In [314]:
# imports
import json
import pandas as pd
import numpy as np
import gmaps
import gmaps.datasets
google_api_key = %env GOOGLE_API_KEY
gmaps.configure(api_key=google_api_key)

First step is to get armed with shapefiles that describe the opportunity. I google for "Stockton Shapefiles" and found a pretty [decent government site](http://www.stocktongov.com/services/gis/mapdatDat.html) with a range of links to different shapefiles. I downloaded two of them to start - the "City Limits" and "Parcels". Let's go ahead and graph the city limits of Stockton using the `gmaps` library

In [315]:
with open('data/city_limits_stockton.json') as f: 
    geometry = json.load(f)

geometry['features'] = geometry['features'][0:1] # eliminate the county map that is included in the map
fig = gmaps.figure()
geojson_layer = gmaps.geojson_layer(geometry,fill_color=None,fill_opacity=0)
fig.add_layer(geojson_layer)
fig

Figure(layout=FigureLayout(height='420px'))

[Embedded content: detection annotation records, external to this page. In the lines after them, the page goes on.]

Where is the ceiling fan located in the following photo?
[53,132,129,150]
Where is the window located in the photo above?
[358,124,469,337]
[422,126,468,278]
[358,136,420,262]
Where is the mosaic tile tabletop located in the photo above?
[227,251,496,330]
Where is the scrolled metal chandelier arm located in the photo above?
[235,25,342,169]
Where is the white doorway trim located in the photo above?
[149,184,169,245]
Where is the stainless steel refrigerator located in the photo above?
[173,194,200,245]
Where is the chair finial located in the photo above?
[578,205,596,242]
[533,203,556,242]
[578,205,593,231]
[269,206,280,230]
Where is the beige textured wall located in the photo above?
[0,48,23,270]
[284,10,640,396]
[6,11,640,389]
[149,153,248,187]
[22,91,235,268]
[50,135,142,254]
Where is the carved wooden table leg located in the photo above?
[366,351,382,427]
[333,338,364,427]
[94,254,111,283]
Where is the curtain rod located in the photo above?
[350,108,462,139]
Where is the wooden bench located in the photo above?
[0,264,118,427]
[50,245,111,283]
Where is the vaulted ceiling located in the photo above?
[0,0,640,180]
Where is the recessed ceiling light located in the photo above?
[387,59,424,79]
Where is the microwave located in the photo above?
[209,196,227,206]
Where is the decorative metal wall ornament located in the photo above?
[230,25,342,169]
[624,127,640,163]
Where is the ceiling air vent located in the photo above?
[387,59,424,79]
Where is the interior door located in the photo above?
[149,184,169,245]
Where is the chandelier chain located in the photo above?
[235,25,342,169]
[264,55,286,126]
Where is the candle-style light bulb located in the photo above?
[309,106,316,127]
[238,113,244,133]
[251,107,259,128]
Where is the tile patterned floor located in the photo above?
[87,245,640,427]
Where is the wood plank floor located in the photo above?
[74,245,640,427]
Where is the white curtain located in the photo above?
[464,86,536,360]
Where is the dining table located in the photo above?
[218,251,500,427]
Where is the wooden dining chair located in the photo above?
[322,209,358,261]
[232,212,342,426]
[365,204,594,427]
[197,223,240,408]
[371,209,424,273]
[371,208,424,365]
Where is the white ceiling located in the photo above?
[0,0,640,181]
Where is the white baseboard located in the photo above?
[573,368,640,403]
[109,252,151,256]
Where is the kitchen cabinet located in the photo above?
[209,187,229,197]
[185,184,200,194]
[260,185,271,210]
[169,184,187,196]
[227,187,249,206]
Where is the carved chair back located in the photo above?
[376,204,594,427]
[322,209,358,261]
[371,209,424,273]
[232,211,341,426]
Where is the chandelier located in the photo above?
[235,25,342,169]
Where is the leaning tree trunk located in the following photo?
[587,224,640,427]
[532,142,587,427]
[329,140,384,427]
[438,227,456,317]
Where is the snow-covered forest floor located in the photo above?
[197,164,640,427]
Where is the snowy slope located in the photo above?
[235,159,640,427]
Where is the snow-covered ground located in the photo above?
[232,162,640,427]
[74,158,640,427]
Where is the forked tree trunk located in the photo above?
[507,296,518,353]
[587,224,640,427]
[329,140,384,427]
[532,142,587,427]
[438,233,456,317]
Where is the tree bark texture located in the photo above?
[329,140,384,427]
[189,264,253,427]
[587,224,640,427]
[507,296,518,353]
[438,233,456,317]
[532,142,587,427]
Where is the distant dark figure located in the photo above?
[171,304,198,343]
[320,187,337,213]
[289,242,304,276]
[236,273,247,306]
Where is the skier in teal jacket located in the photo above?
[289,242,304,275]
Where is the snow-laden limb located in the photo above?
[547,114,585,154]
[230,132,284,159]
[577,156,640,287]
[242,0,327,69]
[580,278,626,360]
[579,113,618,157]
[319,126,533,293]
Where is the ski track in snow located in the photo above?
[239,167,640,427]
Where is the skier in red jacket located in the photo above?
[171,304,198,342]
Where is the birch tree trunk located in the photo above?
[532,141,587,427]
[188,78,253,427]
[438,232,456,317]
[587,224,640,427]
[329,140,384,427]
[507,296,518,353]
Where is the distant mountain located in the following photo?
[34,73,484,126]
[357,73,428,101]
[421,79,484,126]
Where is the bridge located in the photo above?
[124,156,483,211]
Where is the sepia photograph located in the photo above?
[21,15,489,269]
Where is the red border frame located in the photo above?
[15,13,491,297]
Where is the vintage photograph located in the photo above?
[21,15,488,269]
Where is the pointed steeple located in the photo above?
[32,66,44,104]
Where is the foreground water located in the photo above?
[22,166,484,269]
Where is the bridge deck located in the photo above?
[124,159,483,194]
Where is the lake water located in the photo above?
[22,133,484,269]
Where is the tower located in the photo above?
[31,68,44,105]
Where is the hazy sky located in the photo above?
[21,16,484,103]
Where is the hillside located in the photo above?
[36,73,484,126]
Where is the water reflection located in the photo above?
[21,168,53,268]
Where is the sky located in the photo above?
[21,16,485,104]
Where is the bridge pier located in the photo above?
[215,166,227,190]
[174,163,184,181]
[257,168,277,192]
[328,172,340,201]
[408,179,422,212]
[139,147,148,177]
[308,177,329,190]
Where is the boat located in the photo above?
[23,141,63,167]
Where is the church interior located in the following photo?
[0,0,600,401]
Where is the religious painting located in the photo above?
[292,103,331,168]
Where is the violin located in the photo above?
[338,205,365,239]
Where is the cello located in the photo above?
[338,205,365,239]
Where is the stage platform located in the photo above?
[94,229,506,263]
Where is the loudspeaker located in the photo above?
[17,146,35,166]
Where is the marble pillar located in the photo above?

We will be using the parcel shapefile for a different purpose - to convert from Zillow listing pages to property coordinates. We do this using the Assessor Parcel Number (APN) or `parcel_number` identifier. Each property carries a unique APN and Zillow listings almost always include it. It's like a VIN for real estate - no need to resolve ambiguities in addresses. 

In [316]:
with open('data/parcels_stockton.json') as f: 
    geometry = json.load(f)

From a quick pass, I was able to scrape about 10k listings from Zillow with their Zestimate (`computed price`) in the Stockton area. Note that there are about 100k unique parcels listed in the shapefile, so we already have about 10% of the area in the dataset. Scraping Zillow is very complicated in general so I won't go into detail of how I did that.

In [318]:
homes = pd.read_csv('data/price_and_apn_stockton.csv',dtype={'parcel_number': np.str})
# remove trailing 4 zeros from any APN in the dataset
homes.parcel_number = homes.parcel_number.apply(lambda x: x[:-4] if x[-4:] == '0000' else x)
print("Number of homes in dataset: %i" % len(homes.index))
homes.head()

Number of homes in dataset: 10245


Unnamed: 0,parcel_number,computed price
0,7105010,4281175
1,10104012,3246555
2,6311006,3159637
3,8913057,2770055
4,6311038,2748240


Let's match up the Zillow dataset with the coordinates in the Stockton shapefile, and graph the parcels visually. Most of the smaller properties are not visible but a fair chunk of the city is already in the dataset. Because the most valuable downtown or golf course parcels are very small, this map doesn't reflect the true coverage we have of the Stockton area. We'll fix in the next iteration.

In [319]:
APN_list = homes.parcel_number
geometry['features'] = list(filter(lambda d: str(int(d['properties']['APN'])) in APN_list.tolist(), geometry['features']))

In [320]:
print("Number of homes in dataset after matching with coords %i" % len(geometry['features']))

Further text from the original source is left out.